The mid-term non-academic beneficiaries of this research will be high-tech companies that need to process
massive amounts of data (e.g., IBM, google, yahoo). Randomness and probability distributions are
an inherent feature of many of the mathematical models used in business optimization solutions (with our project
partner, IBM, being a notable example). Efficient algorithms for inference tasks as the ones considered
in the current proposal can potentially result in resource-efficient algorithms for real world problems.
In the long run we believe that the benefits will shift to the customers of such companies
(the end users), who will make more efficient, effective use of their computing resources.
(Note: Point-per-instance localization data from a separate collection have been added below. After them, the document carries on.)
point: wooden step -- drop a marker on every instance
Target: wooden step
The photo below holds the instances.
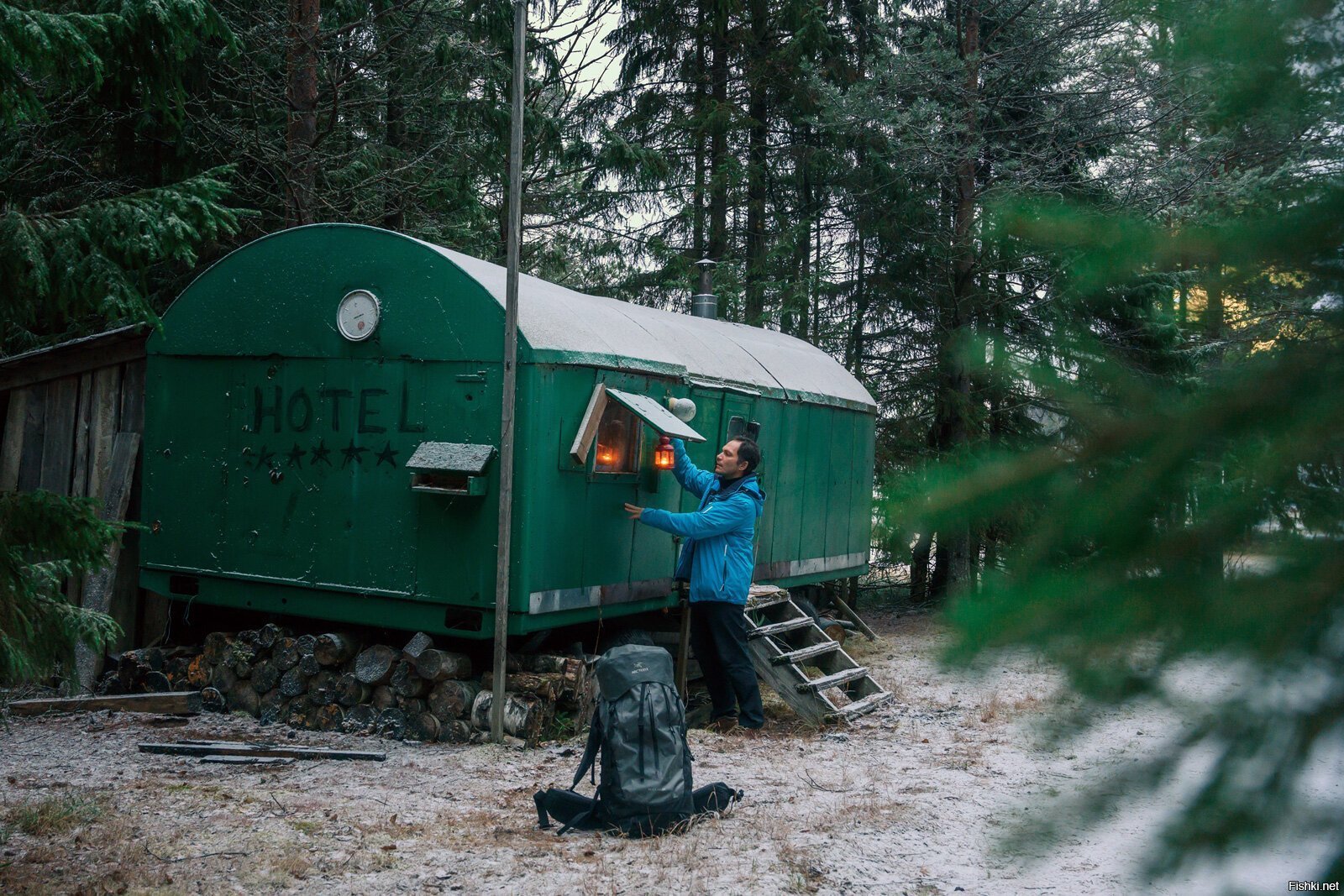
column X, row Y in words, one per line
column 806, row 653
column 833, row 680
column 768, row 600
column 780, row 627
column 860, row 707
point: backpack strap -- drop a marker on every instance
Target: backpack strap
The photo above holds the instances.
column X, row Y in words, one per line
column 591, row 750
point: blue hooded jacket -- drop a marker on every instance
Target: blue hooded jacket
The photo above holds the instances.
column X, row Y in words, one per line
column 718, row 557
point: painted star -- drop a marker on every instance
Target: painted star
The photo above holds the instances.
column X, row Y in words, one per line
column 353, row 453
column 320, row 454
column 387, row 454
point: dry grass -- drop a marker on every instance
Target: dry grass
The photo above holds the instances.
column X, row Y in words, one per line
column 57, row 815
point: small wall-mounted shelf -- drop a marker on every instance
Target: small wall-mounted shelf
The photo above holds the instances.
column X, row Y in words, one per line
column 450, row 468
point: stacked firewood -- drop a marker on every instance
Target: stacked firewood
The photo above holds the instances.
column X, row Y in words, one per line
column 333, row 683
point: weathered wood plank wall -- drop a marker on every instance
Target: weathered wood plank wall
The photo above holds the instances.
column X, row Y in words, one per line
column 62, row 411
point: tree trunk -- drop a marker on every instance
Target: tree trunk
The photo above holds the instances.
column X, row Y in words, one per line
column 719, row 137
column 920, row 569
column 757, row 144
column 302, row 94
column 953, row 407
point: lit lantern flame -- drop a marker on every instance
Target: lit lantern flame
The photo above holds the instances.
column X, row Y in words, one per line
column 663, row 456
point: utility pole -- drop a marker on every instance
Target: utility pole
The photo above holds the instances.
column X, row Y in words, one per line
column 515, row 239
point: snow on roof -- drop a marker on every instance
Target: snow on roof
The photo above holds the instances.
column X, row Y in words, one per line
column 611, row 332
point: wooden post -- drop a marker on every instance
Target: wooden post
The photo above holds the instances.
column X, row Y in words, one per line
column 116, row 496
column 683, row 645
column 515, row 238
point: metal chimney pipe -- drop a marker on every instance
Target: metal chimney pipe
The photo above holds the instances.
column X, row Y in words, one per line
column 705, row 304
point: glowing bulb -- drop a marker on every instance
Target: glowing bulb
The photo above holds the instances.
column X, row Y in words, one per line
column 663, row 456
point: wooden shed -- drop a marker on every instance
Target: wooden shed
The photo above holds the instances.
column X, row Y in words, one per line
column 71, row 418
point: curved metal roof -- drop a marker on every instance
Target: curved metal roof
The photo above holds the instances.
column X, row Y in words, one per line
column 564, row 325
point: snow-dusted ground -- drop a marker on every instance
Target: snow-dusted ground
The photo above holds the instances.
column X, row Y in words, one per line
column 911, row 801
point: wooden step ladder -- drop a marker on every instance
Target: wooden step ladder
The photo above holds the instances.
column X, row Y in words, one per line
column 785, row 642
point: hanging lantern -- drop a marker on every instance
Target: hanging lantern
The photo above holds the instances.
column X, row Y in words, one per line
column 663, row 456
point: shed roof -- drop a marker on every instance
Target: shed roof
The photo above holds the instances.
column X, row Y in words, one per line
column 562, row 324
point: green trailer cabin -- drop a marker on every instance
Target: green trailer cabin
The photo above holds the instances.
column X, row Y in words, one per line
column 323, row 425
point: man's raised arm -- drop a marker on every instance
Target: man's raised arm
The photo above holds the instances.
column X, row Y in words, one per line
column 691, row 477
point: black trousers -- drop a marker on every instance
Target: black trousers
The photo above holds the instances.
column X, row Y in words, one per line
column 719, row 640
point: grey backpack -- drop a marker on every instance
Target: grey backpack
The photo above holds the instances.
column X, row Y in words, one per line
column 638, row 727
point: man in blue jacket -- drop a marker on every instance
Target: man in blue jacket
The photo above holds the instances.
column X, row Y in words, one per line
column 717, row 559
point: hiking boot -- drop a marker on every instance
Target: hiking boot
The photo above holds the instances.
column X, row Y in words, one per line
column 723, row 725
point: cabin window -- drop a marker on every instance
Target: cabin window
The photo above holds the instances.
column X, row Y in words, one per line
column 617, row 441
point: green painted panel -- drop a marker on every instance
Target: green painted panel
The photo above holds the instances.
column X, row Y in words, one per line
column 860, row 481
column 709, row 416
column 839, row 483
column 183, row 476
column 815, row 474
column 279, row 296
column 790, row 483
column 284, row 481
column 769, row 416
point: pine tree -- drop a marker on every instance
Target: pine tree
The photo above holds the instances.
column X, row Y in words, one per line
column 1196, row 517
column 78, row 250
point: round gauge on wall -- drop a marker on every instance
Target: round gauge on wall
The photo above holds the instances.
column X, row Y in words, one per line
column 356, row 316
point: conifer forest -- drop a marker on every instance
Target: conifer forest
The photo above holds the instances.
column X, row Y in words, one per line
column 1085, row 254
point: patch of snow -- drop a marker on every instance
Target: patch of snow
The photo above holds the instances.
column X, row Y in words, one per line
column 559, row 324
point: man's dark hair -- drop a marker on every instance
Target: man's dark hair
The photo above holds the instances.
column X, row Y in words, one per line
column 749, row 452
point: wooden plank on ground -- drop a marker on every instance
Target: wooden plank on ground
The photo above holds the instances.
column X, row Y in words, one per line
column 11, row 449
column 98, row 589
column 249, row 761
column 172, row 701
column 58, row 441
column 234, row 748
column 853, row 617
column 34, row 426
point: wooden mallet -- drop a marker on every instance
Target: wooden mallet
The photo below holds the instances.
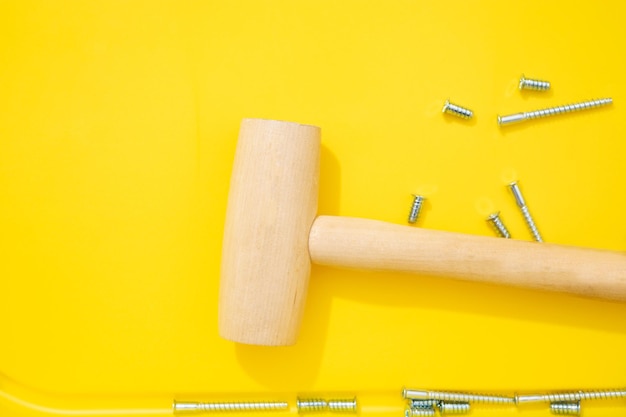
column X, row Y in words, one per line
column 272, row 236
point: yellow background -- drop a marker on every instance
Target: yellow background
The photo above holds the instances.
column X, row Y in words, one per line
column 118, row 123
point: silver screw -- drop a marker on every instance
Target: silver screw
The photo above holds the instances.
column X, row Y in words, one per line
column 498, row 226
column 311, row 405
column 454, row 407
column 584, row 105
column 186, row 407
column 423, row 403
column 414, row 394
column 416, row 207
column 418, row 412
column 342, row 405
column 529, row 84
column 522, row 206
column 569, row 408
column 571, row 396
column 456, row 110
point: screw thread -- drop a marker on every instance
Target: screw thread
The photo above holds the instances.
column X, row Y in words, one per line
column 454, row 407
column 201, row 407
column 551, row 111
column 568, row 408
column 457, row 397
column 419, row 412
column 572, row 396
column 531, row 224
column 423, row 404
column 537, row 85
column 499, row 227
column 416, row 207
column 342, row 406
column 311, row 405
column 457, row 110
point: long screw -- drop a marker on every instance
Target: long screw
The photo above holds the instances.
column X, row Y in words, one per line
column 529, row 84
column 522, row 206
column 187, row 407
column 454, row 407
column 584, row 105
column 413, row 394
column 571, row 396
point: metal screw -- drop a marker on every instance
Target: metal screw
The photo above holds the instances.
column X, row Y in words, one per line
column 537, row 85
column 416, row 207
column 423, row 404
column 418, row 412
column 456, row 110
column 584, row 105
column 454, row 407
column 343, row 405
column 569, row 408
column 311, row 405
column 571, row 396
column 186, row 407
column 456, row 397
column 522, row 206
column 498, row 226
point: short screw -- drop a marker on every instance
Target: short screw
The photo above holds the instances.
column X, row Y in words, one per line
column 413, row 394
column 522, row 206
column 186, row 407
column 416, row 207
column 342, row 405
column 584, row 105
column 569, row 408
column 423, row 404
column 456, row 110
column 419, row 412
column 498, row 226
column 570, row 396
column 454, row 407
column 311, row 405
column 537, row 85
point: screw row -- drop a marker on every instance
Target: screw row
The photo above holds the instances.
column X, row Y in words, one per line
column 496, row 222
column 303, row 405
column 424, row 402
column 494, row 219
column 529, row 84
column 524, row 84
column 308, row 405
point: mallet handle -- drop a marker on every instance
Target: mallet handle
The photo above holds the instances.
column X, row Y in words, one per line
column 370, row 244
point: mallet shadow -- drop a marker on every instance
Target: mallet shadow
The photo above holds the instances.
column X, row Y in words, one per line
column 299, row 365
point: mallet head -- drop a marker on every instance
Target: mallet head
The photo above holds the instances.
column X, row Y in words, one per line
column 271, row 206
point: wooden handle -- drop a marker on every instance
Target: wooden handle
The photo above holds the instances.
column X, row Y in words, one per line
column 371, row 244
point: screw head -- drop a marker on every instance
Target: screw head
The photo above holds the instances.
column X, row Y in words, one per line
column 522, row 80
column 445, row 106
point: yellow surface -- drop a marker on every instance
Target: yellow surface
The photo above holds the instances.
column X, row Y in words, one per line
column 118, row 122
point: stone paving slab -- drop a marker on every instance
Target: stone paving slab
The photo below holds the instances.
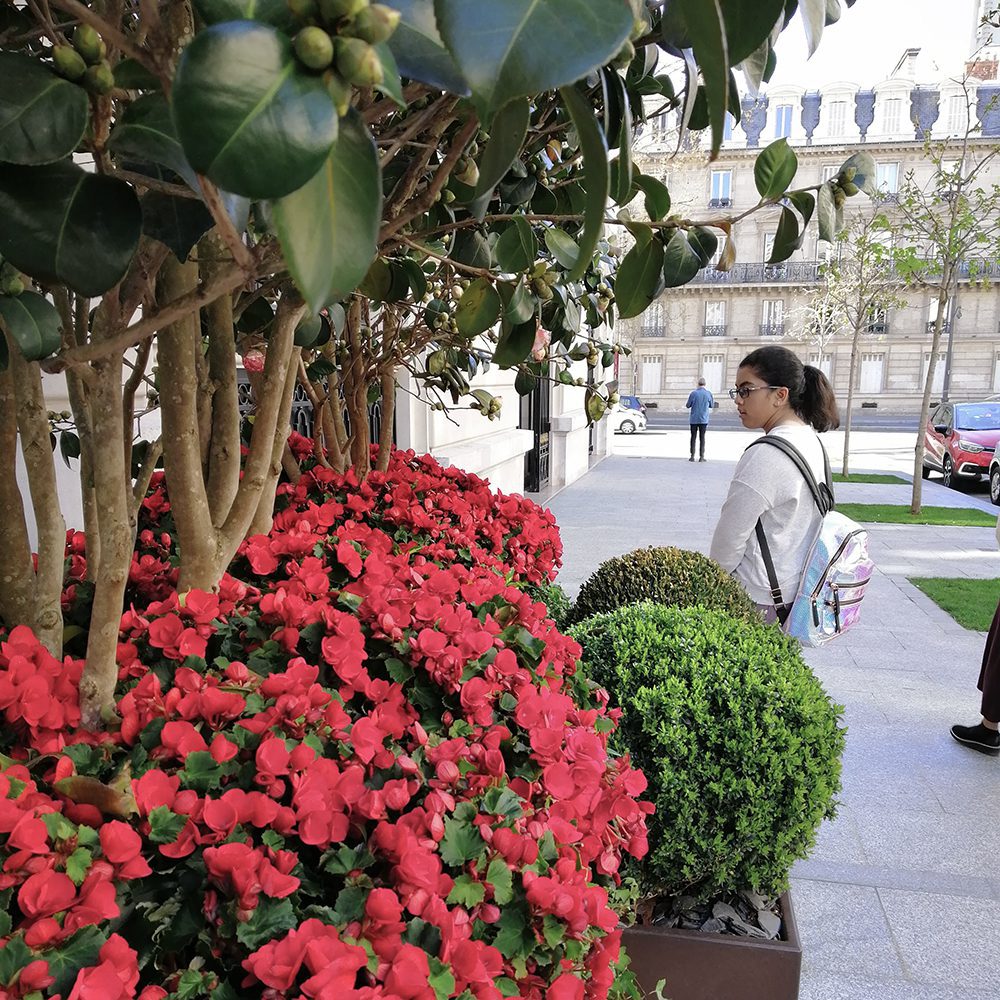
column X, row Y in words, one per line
column 900, row 899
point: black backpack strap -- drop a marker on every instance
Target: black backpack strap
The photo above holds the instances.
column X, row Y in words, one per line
column 822, row 495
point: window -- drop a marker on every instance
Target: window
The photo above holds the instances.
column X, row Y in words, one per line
column 956, row 117
column 887, row 177
column 823, row 362
column 937, row 386
column 652, row 374
column 892, row 115
column 870, row 381
column 722, row 189
column 772, row 317
column 715, row 319
column 782, row 121
column 836, row 118
column 713, row 367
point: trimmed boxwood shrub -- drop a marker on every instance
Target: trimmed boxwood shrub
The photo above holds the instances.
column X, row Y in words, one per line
column 666, row 575
column 739, row 742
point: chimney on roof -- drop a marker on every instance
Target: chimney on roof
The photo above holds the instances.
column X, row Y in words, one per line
column 907, row 65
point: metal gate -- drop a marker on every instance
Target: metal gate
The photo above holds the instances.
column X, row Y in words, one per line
column 536, row 416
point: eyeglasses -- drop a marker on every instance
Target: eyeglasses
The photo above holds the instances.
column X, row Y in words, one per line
column 744, row 390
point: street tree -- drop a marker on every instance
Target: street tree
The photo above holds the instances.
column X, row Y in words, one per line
column 329, row 191
column 860, row 285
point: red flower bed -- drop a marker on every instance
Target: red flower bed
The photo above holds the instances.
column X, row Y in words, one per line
column 366, row 767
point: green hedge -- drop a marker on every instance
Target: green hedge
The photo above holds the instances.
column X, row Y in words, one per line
column 666, row 575
column 739, row 742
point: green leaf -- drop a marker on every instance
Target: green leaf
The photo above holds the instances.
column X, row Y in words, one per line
column 461, row 842
column 248, row 114
column 146, row 132
column 42, row 116
column 505, row 49
column 637, row 282
column 33, row 323
column 274, row 12
column 499, row 876
column 680, row 262
column 329, row 228
column 520, row 306
column 65, row 224
column 478, row 309
column 506, row 137
column 419, row 51
column 787, row 239
column 177, row 223
column 517, row 247
column 749, row 24
column 467, row 891
column 597, row 175
column 774, row 169
column 826, row 213
column 707, row 29
column 657, row 200
column 563, row 247
column 271, row 919
column 515, row 343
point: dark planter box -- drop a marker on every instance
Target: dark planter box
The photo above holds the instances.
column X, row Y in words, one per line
column 717, row 966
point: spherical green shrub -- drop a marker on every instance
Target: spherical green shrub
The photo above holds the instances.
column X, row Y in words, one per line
column 736, row 736
column 664, row 574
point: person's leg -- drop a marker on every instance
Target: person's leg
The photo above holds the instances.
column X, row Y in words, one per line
column 985, row 737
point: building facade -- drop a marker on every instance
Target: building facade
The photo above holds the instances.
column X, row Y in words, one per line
column 706, row 327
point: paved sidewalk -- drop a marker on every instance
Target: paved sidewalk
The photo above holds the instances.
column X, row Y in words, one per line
column 900, row 899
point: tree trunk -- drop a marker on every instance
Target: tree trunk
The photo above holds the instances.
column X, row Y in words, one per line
column 33, row 428
column 852, row 378
column 17, row 575
column 182, row 455
column 112, row 483
column 925, row 403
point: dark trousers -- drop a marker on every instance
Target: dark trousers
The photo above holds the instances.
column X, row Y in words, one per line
column 989, row 676
column 698, row 431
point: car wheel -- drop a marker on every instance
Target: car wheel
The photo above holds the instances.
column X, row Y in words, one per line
column 948, row 473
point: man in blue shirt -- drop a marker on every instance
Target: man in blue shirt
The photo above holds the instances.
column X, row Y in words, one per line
column 700, row 403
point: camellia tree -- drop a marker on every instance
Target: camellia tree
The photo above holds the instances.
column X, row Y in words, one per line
column 309, row 735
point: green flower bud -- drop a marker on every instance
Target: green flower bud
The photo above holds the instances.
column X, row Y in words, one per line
column 314, row 47
column 374, row 24
column 68, row 62
column 358, row 62
column 88, row 43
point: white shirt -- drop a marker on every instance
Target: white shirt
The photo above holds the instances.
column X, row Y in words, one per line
column 768, row 485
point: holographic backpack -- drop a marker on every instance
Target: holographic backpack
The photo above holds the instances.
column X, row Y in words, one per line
column 837, row 570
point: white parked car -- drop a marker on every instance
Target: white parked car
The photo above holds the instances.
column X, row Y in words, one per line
column 625, row 420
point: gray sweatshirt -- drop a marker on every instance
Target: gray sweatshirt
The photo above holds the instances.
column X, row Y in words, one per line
column 766, row 484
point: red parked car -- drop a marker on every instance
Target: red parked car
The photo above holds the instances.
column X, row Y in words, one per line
column 959, row 441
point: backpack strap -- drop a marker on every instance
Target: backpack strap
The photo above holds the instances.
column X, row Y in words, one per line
column 822, row 495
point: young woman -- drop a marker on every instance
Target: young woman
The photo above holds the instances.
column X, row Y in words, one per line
column 775, row 393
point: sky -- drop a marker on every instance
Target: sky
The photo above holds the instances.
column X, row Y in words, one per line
column 865, row 45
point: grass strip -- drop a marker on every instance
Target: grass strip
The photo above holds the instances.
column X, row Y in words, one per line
column 869, row 477
column 880, row 513
column 972, row 603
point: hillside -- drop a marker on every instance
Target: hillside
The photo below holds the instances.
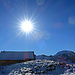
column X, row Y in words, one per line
column 64, row 56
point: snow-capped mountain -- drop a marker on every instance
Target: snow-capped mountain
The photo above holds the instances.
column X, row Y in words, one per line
column 64, row 56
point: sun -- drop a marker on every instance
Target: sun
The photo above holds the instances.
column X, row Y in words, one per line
column 26, row 26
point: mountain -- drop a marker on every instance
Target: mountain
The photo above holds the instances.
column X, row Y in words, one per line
column 64, row 56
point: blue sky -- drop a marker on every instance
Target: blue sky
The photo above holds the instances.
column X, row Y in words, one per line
column 54, row 21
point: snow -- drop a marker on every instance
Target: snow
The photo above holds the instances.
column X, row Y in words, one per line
column 34, row 67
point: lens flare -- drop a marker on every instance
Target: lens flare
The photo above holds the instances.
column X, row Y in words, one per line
column 26, row 26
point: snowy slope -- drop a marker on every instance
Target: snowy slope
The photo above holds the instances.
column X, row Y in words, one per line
column 62, row 56
column 65, row 55
column 42, row 67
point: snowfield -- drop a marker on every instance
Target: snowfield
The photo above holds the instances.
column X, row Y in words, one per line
column 38, row 67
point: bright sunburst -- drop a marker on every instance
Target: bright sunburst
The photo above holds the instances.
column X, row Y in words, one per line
column 26, row 26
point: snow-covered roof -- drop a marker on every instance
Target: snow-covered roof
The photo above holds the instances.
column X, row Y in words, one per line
column 15, row 55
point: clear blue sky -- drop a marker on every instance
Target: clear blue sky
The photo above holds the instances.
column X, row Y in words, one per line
column 54, row 21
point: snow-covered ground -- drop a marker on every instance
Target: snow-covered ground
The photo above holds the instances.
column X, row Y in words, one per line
column 36, row 67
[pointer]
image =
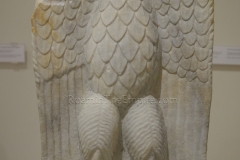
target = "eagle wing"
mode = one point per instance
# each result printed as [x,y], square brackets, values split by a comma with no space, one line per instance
[185,30]
[58,30]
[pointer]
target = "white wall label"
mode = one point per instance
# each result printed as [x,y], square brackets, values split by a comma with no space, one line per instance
[226,55]
[12,53]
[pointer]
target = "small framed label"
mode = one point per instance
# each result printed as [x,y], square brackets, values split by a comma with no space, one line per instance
[12,53]
[226,55]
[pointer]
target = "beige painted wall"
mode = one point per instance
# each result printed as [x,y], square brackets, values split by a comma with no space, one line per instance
[19,125]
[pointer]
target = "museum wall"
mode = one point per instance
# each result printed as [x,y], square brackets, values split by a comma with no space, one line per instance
[19,124]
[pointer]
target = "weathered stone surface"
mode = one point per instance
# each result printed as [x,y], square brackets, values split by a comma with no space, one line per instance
[123,79]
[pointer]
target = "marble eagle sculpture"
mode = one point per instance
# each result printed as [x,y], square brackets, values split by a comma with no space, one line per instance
[123,79]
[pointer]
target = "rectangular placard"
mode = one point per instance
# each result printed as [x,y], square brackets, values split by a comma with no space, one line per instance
[226,55]
[12,53]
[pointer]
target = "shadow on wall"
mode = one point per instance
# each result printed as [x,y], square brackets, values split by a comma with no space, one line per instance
[226,68]
[3,155]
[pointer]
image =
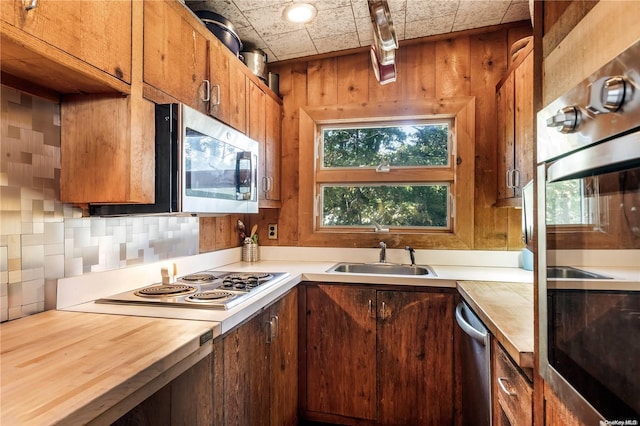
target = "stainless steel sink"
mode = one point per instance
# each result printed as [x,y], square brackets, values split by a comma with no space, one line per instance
[571,272]
[382,269]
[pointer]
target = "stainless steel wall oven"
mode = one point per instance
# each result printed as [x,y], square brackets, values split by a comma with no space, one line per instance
[588,220]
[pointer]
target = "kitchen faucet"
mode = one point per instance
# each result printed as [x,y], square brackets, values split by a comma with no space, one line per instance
[411,254]
[383,252]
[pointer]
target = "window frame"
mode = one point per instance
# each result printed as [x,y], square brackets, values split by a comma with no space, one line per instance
[370,176]
[461,114]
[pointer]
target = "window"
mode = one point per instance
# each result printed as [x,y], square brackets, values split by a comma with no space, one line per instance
[395,174]
[403,166]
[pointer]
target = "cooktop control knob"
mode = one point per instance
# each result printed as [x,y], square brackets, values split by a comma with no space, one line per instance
[608,94]
[566,119]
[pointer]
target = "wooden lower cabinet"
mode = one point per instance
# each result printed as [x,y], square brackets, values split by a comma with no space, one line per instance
[258,372]
[370,356]
[512,391]
[184,401]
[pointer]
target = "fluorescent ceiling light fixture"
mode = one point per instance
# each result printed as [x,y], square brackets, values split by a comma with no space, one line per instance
[299,13]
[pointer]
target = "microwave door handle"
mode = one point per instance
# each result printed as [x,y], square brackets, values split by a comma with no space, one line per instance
[244,184]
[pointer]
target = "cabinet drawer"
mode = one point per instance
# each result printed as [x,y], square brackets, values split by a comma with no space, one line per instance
[513,392]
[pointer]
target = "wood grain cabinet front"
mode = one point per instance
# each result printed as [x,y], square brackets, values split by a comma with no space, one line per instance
[515,118]
[175,51]
[257,368]
[68,46]
[373,356]
[512,391]
[264,127]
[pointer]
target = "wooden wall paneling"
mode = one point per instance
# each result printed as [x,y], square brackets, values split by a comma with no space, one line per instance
[293,87]
[488,62]
[226,234]
[265,217]
[353,81]
[207,234]
[322,82]
[417,71]
[386,92]
[452,68]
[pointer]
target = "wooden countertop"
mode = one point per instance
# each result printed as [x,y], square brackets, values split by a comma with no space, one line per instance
[78,368]
[506,309]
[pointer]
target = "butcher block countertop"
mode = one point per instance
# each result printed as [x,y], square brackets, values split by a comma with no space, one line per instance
[506,309]
[79,368]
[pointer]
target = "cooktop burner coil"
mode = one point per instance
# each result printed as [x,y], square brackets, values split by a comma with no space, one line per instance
[198,278]
[210,296]
[166,290]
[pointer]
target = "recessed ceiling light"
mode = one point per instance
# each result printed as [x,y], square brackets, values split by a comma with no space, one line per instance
[299,13]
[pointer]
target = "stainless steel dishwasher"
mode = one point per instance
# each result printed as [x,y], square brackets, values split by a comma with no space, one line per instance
[476,368]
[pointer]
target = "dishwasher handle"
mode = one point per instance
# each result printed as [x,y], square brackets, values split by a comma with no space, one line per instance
[468,328]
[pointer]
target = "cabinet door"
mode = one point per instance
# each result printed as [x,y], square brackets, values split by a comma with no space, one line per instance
[341,343]
[246,373]
[415,358]
[175,54]
[524,123]
[237,96]
[506,135]
[97,32]
[272,150]
[284,361]
[220,103]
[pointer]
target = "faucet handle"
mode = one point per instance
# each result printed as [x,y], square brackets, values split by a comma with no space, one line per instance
[411,254]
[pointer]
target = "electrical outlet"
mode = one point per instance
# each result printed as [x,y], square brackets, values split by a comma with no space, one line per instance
[273,231]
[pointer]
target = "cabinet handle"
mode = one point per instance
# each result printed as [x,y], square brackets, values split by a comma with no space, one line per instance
[501,381]
[270,335]
[515,177]
[207,91]
[508,178]
[277,322]
[218,95]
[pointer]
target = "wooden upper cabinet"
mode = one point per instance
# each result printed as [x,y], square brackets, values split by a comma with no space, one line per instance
[175,53]
[264,127]
[237,96]
[108,149]
[272,149]
[220,100]
[515,120]
[68,46]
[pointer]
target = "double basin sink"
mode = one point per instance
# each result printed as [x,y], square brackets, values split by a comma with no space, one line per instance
[382,269]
We plan to interact with industry from the beginning of the project, in particular
through our project partner, the IBM T.J. Watson Research Center.
 
Description The proposed research focused on a very active research area of designing provably efficient algorithms for a paradigmatic class of unsupervised learning problems.
The key contribution of the proposed research was to develop
new inference algorithms for natural structured probabilistic models. We settled some fundamental questions in the area and ultimately constructed a theory unifying different aspects of the field.
Exploitation Route Since the proposed research concerns fundamental algorithmic questions in unsupervised learning, the results are likely
to be of broad interest to researchers in machine learning and algorithmic statistics.

Efficient algorithms for inference tasks as the ones considered in our proposal can potentially result
in resource-efficient algorithms for real world problems. Our collaboration with IBM (project partner) has acted as the foundation for potentially engaging with the system building industry of the company.
Sectors Digital/Communication/Information Technologies (including Software)